KODJ at FM-94.1, "Utah's Fun Station" (its newest slogan), has finally cut loose and hired a new morning team "The Breakfast Club."
Ever since Dickie and Angel Shannon were let go last spring, the station has used Rob Boshard as a fill-in. Now, "The Breakfast Club" is a permanent replacement from 6-10 a.m. weekdays, with hosts Steve Harmon and Jon Watkins. (Boshard has returned to his afternoon DJ duties.)
Harmon came to Salt Lake City from the Dallas radio market. He has also worked in North Carolina. "I'm not in Kansas anymore," Watkins quips on his KODJ Web site biography (www.kodj.com).
He moved to Utah from Wichita after spending two years in radio there. His family is originally from Utah, but he grew up in Long Beach, Calif.
The DJs don't talk a lot.

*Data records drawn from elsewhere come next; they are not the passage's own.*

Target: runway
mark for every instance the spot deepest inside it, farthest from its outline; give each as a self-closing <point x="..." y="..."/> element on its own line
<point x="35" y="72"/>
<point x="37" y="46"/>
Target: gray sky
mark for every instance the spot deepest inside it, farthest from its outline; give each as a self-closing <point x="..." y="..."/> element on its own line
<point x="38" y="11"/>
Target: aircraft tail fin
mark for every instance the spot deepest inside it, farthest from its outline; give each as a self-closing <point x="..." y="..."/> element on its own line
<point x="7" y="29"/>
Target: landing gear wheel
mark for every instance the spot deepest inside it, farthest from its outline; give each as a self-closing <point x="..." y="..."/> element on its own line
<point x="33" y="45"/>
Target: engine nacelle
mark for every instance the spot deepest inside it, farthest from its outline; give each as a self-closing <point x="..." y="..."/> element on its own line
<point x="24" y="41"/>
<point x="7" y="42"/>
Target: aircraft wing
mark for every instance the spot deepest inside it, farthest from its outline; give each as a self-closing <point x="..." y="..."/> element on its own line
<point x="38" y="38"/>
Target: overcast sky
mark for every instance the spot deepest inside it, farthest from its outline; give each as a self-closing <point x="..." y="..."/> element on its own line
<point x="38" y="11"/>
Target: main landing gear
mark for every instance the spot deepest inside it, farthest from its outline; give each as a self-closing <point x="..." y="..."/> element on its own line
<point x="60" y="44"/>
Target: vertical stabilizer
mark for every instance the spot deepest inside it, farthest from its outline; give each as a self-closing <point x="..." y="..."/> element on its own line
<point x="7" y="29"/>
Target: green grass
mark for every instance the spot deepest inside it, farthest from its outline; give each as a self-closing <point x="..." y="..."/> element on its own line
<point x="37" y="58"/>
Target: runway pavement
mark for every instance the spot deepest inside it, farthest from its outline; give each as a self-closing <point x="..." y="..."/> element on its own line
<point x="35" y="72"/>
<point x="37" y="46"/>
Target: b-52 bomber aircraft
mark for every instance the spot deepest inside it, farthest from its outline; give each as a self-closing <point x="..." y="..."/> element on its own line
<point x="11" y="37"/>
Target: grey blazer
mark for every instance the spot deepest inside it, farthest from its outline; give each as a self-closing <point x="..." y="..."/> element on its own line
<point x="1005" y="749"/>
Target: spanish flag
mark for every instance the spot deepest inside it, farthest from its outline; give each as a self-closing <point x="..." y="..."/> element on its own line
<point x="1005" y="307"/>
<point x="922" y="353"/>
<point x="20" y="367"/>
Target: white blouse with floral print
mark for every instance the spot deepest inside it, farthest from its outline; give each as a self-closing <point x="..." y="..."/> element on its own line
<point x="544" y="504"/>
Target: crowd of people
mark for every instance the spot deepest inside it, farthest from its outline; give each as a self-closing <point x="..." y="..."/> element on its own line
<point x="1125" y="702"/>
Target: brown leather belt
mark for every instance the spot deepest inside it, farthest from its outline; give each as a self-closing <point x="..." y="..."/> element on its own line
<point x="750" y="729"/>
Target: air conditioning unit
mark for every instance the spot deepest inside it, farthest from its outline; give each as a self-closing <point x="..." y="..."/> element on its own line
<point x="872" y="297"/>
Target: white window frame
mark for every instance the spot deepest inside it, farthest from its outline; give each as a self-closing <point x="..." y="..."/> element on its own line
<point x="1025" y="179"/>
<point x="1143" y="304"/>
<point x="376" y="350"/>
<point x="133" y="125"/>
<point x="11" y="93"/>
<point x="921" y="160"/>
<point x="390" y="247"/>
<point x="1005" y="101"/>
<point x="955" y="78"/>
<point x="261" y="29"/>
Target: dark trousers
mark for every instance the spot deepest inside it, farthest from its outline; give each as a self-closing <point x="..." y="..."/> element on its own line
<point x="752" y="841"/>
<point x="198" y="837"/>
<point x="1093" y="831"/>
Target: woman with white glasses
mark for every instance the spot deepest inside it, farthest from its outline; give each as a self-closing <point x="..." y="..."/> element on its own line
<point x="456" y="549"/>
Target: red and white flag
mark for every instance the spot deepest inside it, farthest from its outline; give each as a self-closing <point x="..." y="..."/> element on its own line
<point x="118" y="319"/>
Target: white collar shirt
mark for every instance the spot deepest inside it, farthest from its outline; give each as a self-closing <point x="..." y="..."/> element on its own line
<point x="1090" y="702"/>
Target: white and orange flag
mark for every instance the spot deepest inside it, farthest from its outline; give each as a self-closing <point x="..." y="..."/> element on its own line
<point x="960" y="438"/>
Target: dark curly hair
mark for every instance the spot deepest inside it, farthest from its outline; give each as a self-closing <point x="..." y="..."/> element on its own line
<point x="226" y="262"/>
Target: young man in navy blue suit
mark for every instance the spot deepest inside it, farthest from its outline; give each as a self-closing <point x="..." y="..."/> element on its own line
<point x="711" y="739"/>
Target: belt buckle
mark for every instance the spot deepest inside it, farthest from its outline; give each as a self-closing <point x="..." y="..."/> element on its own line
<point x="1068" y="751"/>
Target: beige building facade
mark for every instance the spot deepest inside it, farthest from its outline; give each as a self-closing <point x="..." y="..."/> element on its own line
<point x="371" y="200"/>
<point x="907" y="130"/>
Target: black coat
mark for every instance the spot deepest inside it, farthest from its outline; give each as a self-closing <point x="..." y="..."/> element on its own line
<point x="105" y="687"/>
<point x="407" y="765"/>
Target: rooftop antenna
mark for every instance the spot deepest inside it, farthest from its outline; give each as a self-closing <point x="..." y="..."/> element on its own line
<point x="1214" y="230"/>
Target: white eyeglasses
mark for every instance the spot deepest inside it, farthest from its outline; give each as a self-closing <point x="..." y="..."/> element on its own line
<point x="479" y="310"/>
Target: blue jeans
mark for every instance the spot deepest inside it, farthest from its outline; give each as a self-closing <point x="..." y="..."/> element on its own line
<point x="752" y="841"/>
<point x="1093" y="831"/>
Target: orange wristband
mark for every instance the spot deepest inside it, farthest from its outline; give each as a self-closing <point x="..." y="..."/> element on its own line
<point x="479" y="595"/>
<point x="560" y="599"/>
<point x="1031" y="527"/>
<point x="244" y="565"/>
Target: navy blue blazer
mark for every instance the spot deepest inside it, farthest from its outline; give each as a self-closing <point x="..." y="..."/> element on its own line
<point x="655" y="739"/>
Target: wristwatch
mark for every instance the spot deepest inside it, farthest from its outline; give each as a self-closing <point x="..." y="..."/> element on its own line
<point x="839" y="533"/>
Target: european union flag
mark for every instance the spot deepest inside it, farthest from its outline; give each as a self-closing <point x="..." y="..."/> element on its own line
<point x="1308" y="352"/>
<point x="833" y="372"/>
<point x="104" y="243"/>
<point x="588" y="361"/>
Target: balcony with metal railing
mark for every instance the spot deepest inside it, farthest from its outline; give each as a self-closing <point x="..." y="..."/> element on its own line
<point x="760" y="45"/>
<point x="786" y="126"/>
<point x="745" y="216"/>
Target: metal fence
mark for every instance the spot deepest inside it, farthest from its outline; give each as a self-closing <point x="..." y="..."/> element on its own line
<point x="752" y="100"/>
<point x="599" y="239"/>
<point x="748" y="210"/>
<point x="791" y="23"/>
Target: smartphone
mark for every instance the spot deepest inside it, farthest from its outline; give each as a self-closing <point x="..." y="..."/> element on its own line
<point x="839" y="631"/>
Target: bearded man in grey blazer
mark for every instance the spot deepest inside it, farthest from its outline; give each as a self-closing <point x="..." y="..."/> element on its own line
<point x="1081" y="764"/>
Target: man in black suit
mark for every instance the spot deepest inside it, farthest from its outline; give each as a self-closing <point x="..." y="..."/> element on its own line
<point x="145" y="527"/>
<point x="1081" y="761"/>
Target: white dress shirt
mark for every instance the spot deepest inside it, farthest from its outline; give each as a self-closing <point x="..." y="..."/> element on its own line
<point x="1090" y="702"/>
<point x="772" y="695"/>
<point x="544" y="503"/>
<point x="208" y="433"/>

The station is retaining its music emphasis. However, they do a contest once in a while and discuss Hollywood news.
Bob Hendricks does the newscasts for the show and "Page" provides traffic reports.
Whether the new morning show will be a hit with listeners isn't clear yet but it definitely seems to be straddling well the fine line between talk and music.
Two other new morning DJs have also surfaced recently. Randy Rose, a longtime Utah DJ at KRSP and other stations until he left the market some years ago, is back. He's the new program director for KJQN ("Jack FM" 103.1). He's also the station's morning host. As a veteran broadcaster, Craig is a great choice to program a station whose niche is to give listeners what they want.
RADIO HAPPENINGS KXRK (FM-96.3) is going to have quite the honor come Sept. 21. when the Black Island Farms corn maze opens in Syracuse. That's because the right side of the maze will be shaped like the "Radio from Hell" rat, complete with an "X96" insignia. The other side of the corn maze will be a Weber State University logo. Will Kerry, Bill and Gina do a live remote from the corn maze sometime? Stay tuned.
There seem to be a lot of old-time, nostalgic radio program fans out there, who may be interested in knowing that Internet resources add a wealth of options. Go to www.old-time.com to better explore the Golden Age of radio.
According to Inside Radio, the contemporary Christian format has the biggest national in-car audience at 48.2 percent. College graduates prefer classical and sports formats, however.